Em vez de chafurdarem na lama
vermelha à procura de cassiterita,
recebendo de R$ 100 a R$ 150, vão
receber uma bolsa de R$ 50 por
mês para frequentar a escola durante o dia todo.
A idéia é erradicar o trabalho infantil no garimpo com uma política de parcerias. O governo federal,
por meio da Secretaria de Assistência Social, banca a bolsa.
A Prefeitura de Ariquemes, município onde fica o garimpo, a 360
km de Porto Velho, gastou R$ 58
mil com mão-de-obra para levantar a escola de seis salas para 150
alunos, com cozinha industrial e
sala de professores com TV e antena parabólica.
E a Ebesa (Empresa Brasileira de
Estanho S/A), que detém o direito
de lavra do garimpo e se beneficiava com o trabalho das crianças,
deu R$ 60 mil para a compra do
material de construção.
O valor equivale a menos de um
dia do faturamento da Ebesa em
97 -R$ 28,3 milhões no ano ou
R$ 77,5 mil por dia. Mas é a primeira vez que uma empresa ajuda
a construir uma escola para erradicar o trabalho infantil no país.
O trabalho continua
Acaba aí a boa notícia. Às vésperas da inauguração da escola e da
implantação do programa de bolsas, um dos xodós da política social do governo Fernando Henrique Cardoso, as crianças do garimpo continuavam trabalhando.
A primeira parcela da bolsa será
paga dia 30 de junho.
Leandro de Jesus, 11, e seu sobrinho Joni de Jesus, 6, são exemplos
extremos dessa prática. Em 1º de
maio de 97, eles apareceram na capa do caderno especial "Infância
Roubada", publicado pela Folha.
Leandro e Joni trabalhavam sob
uma máquina de mais de 20 toneladas, catando restos de cassiterita
para sustentar a casa. Passavam o
dia debaixo d'água, usada para para separar a terra da cassiterita. A
mãe de Leandro teve malária, vive
doente e mal consegue trabalhar.
Um ano depois, mudaram duas
coisas na vida da dupla. Leandro e
Joni (pronuncia-se Djoni, como
no inglês) foram expulsos da máquina e entraram para a escola.
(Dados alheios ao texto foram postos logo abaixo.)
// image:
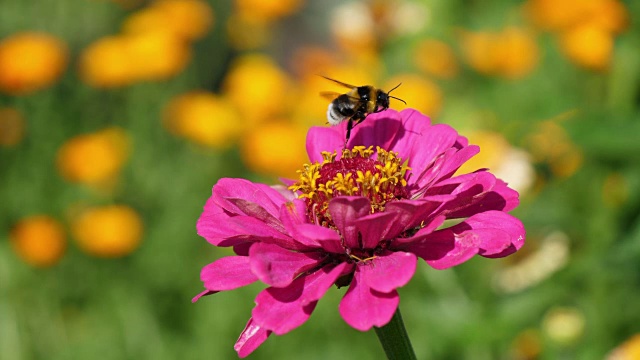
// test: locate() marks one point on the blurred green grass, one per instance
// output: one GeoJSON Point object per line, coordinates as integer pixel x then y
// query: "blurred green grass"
{"type": "Point", "coordinates": [139, 306]}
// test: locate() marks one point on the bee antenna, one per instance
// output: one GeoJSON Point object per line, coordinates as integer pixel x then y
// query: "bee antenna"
{"type": "Point", "coordinates": [393, 97]}
{"type": "Point", "coordinates": [395, 87]}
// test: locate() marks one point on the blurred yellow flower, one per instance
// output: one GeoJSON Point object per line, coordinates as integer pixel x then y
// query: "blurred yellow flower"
{"type": "Point", "coordinates": [258, 88]}
{"type": "Point", "coordinates": [246, 33]}
{"type": "Point", "coordinates": [12, 127]}
{"type": "Point", "coordinates": [275, 149]}
{"type": "Point", "coordinates": [511, 53]}
{"type": "Point", "coordinates": [436, 58]}
{"type": "Point", "coordinates": [551, 144]}
{"type": "Point", "coordinates": [493, 148]}
{"type": "Point", "coordinates": [109, 231]}
{"type": "Point", "coordinates": [121, 60]}
{"type": "Point", "coordinates": [506, 162]}
{"type": "Point", "coordinates": [353, 28]}
{"type": "Point", "coordinates": [419, 93]}
{"type": "Point", "coordinates": [310, 61]}
{"type": "Point", "coordinates": [609, 15]}
{"type": "Point", "coordinates": [204, 118]}
{"type": "Point", "coordinates": [187, 19]}
{"type": "Point", "coordinates": [93, 158]}
{"type": "Point", "coordinates": [615, 190]}
{"type": "Point", "coordinates": [107, 63]}
{"type": "Point", "coordinates": [267, 10]}
{"type": "Point", "coordinates": [39, 240]}
{"type": "Point", "coordinates": [30, 61]}
{"type": "Point", "coordinates": [157, 55]}
{"type": "Point", "coordinates": [564, 325]}
{"type": "Point", "coordinates": [588, 45]}
{"type": "Point", "coordinates": [629, 350]}
{"type": "Point", "coordinates": [527, 345]}
{"type": "Point", "coordinates": [552, 14]}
Mas continuam trabalhando em
outros barrancos atrás de cassiterita, metal com o qual é feito o estanho usado em soldas.
"Se a gente não trabalhar não
tem o que comer", diz Leandro.
Com pequenas mudanças, é o que
dizem todos os garotos que trabalham -300 entre 7 e 14 anos e 400
entre 14 e 18, segundo levantamento da Delegacia Regional do
Trabalho de Rondônia. O garimpo, que já teve 25 mil pessoas no
final dos anos 80, tem hoje 1.500
habitantes.
Bom Futuro espelha a força e a
fraqueza do programa Bolsa Escola. Sua força é estancar o trabalho
infantil assim que o dinheiro chega à família -se a criança continuar trabalhando, perde o benefício. A fraqueza do programa é
que, bastou a bolsa atrasar, para as
crianças voltarem para o batente.
Os sem-documento
Outra fraqueza do programa é o
tratamento burocrático dado à
miséria. Oito garotos entrevistados pela Folha não vão receber a
bolsa porque não têm certidão de
nascimento. Um cartório foi enviado ao garimpo e emitiu 300 certidões. Mas quem perdeu o cartório perdeu a bolsa.
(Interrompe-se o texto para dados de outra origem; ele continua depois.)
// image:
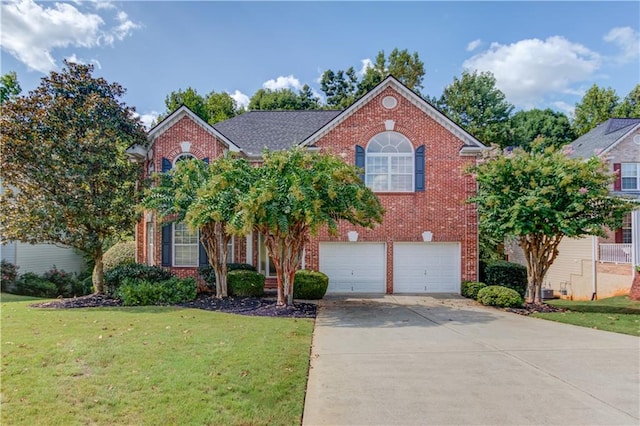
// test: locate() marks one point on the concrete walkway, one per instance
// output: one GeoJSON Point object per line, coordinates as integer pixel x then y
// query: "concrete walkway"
{"type": "Point", "coordinates": [417, 360]}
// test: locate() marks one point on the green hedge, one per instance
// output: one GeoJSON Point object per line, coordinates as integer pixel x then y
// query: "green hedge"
{"type": "Point", "coordinates": [499, 296]}
{"type": "Point", "coordinates": [310, 285]}
{"type": "Point", "coordinates": [121, 253]}
{"type": "Point", "coordinates": [140, 292]}
{"type": "Point", "coordinates": [470, 289]}
{"type": "Point", "coordinates": [116, 276]}
{"type": "Point", "coordinates": [507, 274]}
{"type": "Point", "coordinates": [245, 283]}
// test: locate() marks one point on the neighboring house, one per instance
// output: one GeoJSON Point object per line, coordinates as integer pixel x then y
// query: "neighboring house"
{"type": "Point", "coordinates": [602, 267]}
{"type": "Point", "coordinates": [413, 157]}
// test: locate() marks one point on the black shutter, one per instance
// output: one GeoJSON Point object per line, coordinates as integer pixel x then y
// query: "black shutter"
{"type": "Point", "coordinates": [203, 260]}
{"type": "Point", "coordinates": [166, 244]}
{"type": "Point", "coordinates": [166, 165]}
{"type": "Point", "coordinates": [419, 169]}
{"type": "Point", "coordinates": [360, 159]}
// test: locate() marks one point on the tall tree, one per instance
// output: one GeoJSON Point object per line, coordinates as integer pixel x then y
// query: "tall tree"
{"type": "Point", "coordinates": [64, 166]}
{"type": "Point", "coordinates": [340, 88]}
{"type": "Point", "coordinates": [475, 103]}
{"type": "Point", "coordinates": [190, 98]}
{"type": "Point", "coordinates": [9, 87]}
{"type": "Point", "coordinates": [541, 196]}
{"type": "Point", "coordinates": [597, 105]}
{"type": "Point", "coordinates": [296, 192]}
{"type": "Point", "coordinates": [630, 105]}
{"type": "Point", "coordinates": [205, 197]}
{"type": "Point", "coordinates": [554, 127]}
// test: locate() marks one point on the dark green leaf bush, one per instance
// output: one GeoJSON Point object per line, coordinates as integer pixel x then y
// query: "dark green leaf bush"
{"type": "Point", "coordinates": [507, 274]}
{"type": "Point", "coordinates": [245, 283]}
{"type": "Point", "coordinates": [499, 296]}
{"type": "Point", "coordinates": [8, 275]}
{"type": "Point", "coordinates": [470, 289]}
{"type": "Point", "coordinates": [310, 285]}
{"type": "Point", "coordinates": [141, 292]}
{"type": "Point", "coordinates": [30, 284]}
{"type": "Point", "coordinates": [116, 276]}
{"type": "Point", "coordinates": [208, 275]}
{"type": "Point", "coordinates": [121, 253]}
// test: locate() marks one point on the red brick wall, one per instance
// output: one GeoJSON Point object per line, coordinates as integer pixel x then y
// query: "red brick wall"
{"type": "Point", "coordinates": [440, 209]}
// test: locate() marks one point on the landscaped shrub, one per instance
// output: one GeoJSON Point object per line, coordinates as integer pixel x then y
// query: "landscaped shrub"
{"type": "Point", "coordinates": [507, 274]}
{"type": "Point", "coordinates": [8, 275]}
{"type": "Point", "coordinates": [121, 253]}
{"type": "Point", "coordinates": [470, 289]}
{"type": "Point", "coordinates": [245, 283]}
{"type": "Point", "coordinates": [116, 276]}
{"type": "Point", "coordinates": [310, 285]}
{"type": "Point", "coordinates": [140, 292]}
{"type": "Point", "coordinates": [499, 296]}
{"type": "Point", "coordinates": [30, 284]}
{"type": "Point", "coordinates": [64, 281]}
{"type": "Point", "coordinates": [208, 275]}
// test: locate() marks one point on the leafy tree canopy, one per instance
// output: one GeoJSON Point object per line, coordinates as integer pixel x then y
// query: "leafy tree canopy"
{"type": "Point", "coordinates": [65, 171]}
{"type": "Point", "coordinates": [597, 106]}
{"type": "Point", "coordinates": [541, 196]}
{"type": "Point", "coordinates": [554, 127]}
{"type": "Point", "coordinates": [9, 86]}
{"type": "Point", "coordinates": [475, 103]}
{"type": "Point", "coordinates": [292, 195]}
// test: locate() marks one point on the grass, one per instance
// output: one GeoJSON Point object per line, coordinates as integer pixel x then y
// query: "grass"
{"type": "Point", "coordinates": [150, 365]}
{"type": "Point", "coordinates": [617, 314]}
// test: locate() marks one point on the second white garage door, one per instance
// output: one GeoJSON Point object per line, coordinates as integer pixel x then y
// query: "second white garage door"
{"type": "Point", "coordinates": [426, 268]}
{"type": "Point", "coordinates": [354, 267]}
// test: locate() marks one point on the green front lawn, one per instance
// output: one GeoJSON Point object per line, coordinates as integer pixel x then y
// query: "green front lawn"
{"type": "Point", "coordinates": [617, 314]}
{"type": "Point", "coordinates": [150, 365]}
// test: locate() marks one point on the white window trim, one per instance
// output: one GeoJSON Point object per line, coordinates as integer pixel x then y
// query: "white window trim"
{"type": "Point", "coordinates": [389, 174]}
{"type": "Point", "coordinates": [637, 176]}
{"type": "Point", "coordinates": [174, 251]}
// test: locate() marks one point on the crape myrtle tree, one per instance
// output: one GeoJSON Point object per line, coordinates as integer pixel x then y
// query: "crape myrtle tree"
{"type": "Point", "coordinates": [293, 194]}
{"type": "Point", "coordinates": [541, 196]}
{"type": "Point", "coordinates": [205, 197]}
{"type": "Point", "coordinates": [65, 172]}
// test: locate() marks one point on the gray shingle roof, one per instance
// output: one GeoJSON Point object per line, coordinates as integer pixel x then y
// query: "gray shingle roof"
{"type": "Point", "coordinates": [276, 130]}
{"type": "Point", "coordinates": [602, 137]}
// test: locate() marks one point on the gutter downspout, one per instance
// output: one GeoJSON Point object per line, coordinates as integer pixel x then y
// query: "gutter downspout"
{"type": "Point", "coordinates": [594, 295]}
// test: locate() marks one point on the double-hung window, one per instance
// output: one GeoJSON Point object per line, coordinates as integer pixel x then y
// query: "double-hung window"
{"type": "Point", "coordinates": [630, 176]}
{"type": "Point", "coordinates": [389, 163]}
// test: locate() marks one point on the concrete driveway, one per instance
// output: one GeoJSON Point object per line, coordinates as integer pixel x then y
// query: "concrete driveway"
{"type": "Point", "coordinates": [417, 360]}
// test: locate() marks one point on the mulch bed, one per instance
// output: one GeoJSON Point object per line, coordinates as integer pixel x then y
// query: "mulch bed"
{"type": "Point", "coordinates": [531, 308]}
{"type": "Point", "coordinates": [254, 306]}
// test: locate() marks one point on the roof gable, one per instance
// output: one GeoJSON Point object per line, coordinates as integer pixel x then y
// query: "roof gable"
{"type": "Point", "coordinates": [603, 137]}
{"type": "Point", "coordinates": [180, 113]}
{"type": "Point", "coordinates": [471, 144]}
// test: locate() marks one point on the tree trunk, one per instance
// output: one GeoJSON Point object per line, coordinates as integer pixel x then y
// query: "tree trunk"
{"type": "Point", "coordinates": [97, 277]}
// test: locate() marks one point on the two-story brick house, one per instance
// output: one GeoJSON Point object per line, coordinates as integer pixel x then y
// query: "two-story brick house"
{"type": "Point", "coordinates": [602, 267]}
{"type": "Point", "coordinates": [413, 157]}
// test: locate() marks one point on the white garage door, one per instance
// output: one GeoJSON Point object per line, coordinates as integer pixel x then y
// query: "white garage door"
{"type": "Point", "coordinates": [426, 268]}
{"type": "Point", "coordinates": [354, 267]}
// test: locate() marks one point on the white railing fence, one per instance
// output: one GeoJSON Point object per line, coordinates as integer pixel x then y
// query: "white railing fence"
{"type": "Point", "coordinates": [615, 253]}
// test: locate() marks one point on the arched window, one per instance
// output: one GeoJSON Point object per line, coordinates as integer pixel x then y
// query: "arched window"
{"type": "Point", "coordinates": [389, 163]}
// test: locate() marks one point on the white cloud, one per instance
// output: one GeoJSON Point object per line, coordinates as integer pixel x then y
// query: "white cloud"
{"type": "Point", "coordinates": [31, 31]}
{"type": "Point", "coordinates": [241, 99]}
{"type": "Point", "coordinates": [283, 82]}
{"type": "Point", "coordinates": [628, 40]}
{"type": "Point", "coordinates": [147, 119]}
{"type": "Point", "coordinates": [366, 64]}
{"type": "Point", "coordinates": [529, 69]}
{"type": "Point", "coordinates": [474, 45]}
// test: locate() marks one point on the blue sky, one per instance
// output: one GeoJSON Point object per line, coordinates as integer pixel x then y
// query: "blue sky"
{"type": "Point", "coordinates": [543, 54]}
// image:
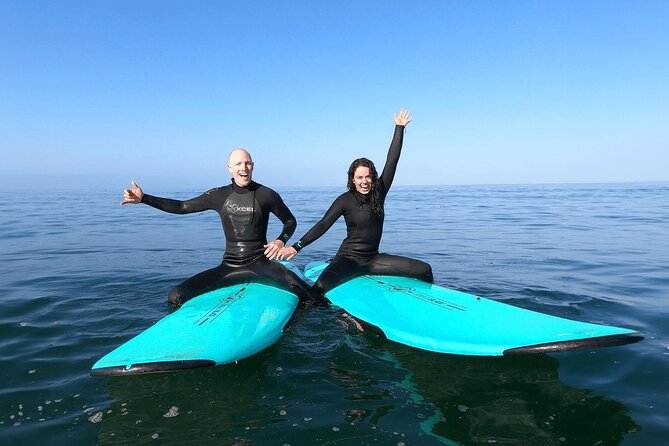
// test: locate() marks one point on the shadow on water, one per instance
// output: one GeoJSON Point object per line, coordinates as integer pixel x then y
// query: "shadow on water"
{"type": "Point", "coordinates": [508, 400]}
{"type": "Point", "coordinates": [201, 405]}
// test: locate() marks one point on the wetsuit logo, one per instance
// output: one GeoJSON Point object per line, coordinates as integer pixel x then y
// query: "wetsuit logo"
{"type": "Point", "coordinates": [234, 208]}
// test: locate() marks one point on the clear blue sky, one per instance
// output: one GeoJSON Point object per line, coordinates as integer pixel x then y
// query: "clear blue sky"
{"type": "Point", "coordinates": [500, 91]}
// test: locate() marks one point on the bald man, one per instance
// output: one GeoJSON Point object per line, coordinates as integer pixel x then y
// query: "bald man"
{"type": "Point", "coordinates": [244, 207]}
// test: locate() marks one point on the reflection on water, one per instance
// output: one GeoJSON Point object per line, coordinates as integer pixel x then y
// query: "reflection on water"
{"type": "Point", "coordinates": [510, 400]}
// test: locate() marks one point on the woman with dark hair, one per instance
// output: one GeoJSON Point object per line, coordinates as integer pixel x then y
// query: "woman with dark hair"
{"type": "Point", "coordinates": [362, 208]}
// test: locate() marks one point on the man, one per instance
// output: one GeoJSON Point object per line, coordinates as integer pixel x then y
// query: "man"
{"type": "Point", "coordinates": [244, 207]}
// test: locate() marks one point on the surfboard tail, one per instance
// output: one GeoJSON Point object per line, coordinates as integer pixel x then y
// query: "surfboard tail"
{"type": "Point", "coordinates": [577, 344]}
{"type": "Point", "coordinates": [151, 367]}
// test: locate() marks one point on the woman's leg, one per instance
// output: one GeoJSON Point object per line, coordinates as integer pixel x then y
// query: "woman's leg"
{"type": "Point", "coordinates": [390, 265]}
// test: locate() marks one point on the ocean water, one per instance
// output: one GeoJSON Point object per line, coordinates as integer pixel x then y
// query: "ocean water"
{"type": "Point", "coordinates": [81, 275]}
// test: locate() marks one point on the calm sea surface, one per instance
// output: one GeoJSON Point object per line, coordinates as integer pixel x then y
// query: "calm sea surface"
{"type": "Point", "coordinates": [81, 275]}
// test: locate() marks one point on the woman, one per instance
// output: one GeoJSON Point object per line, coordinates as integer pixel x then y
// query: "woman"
{"type": "Point", "coordinates": [362, 207]}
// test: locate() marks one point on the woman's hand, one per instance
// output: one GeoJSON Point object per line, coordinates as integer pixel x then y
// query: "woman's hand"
{"type": "Point", "coordinates": [403, 118]}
"Tentei tirar documento, mas
minha mãe não tinha nada para
provar que era minha mãe", conta Maicon dos Santos, 10. Joni de
Jesus também não receberá a bolsa
por não ter documentos.
"A bolsa é estratégica na ação
emergencial, mas o governo precisa criar uma política de longo prazo para melhorar a renda das famílias. Sem isso não se erradica
trabalho infantil", diz Caio Magri,
do programa Empresa Amiga da
Criança da Fundação Abrinq.
Já que o governo federal não dá
sinal da tal política de longo prazo,
o secretário de Educação de Ariquemes, Isaías Vieira dos Santos,
busca alternativas.
A Ebesa vai distribuir 250 lotes
para os pais das crianças num assentamento ao lado da escola.
A idéia de Santos é criar cursos
profissionalizantes para os garimpeiros. Ele sonha com cursos de
plasticultura -a agricultura associada ao uso do plástico, como fazem os agricultores mais modernas. "O curso profissionalizante
pode romper o círculo da miséria", acredita.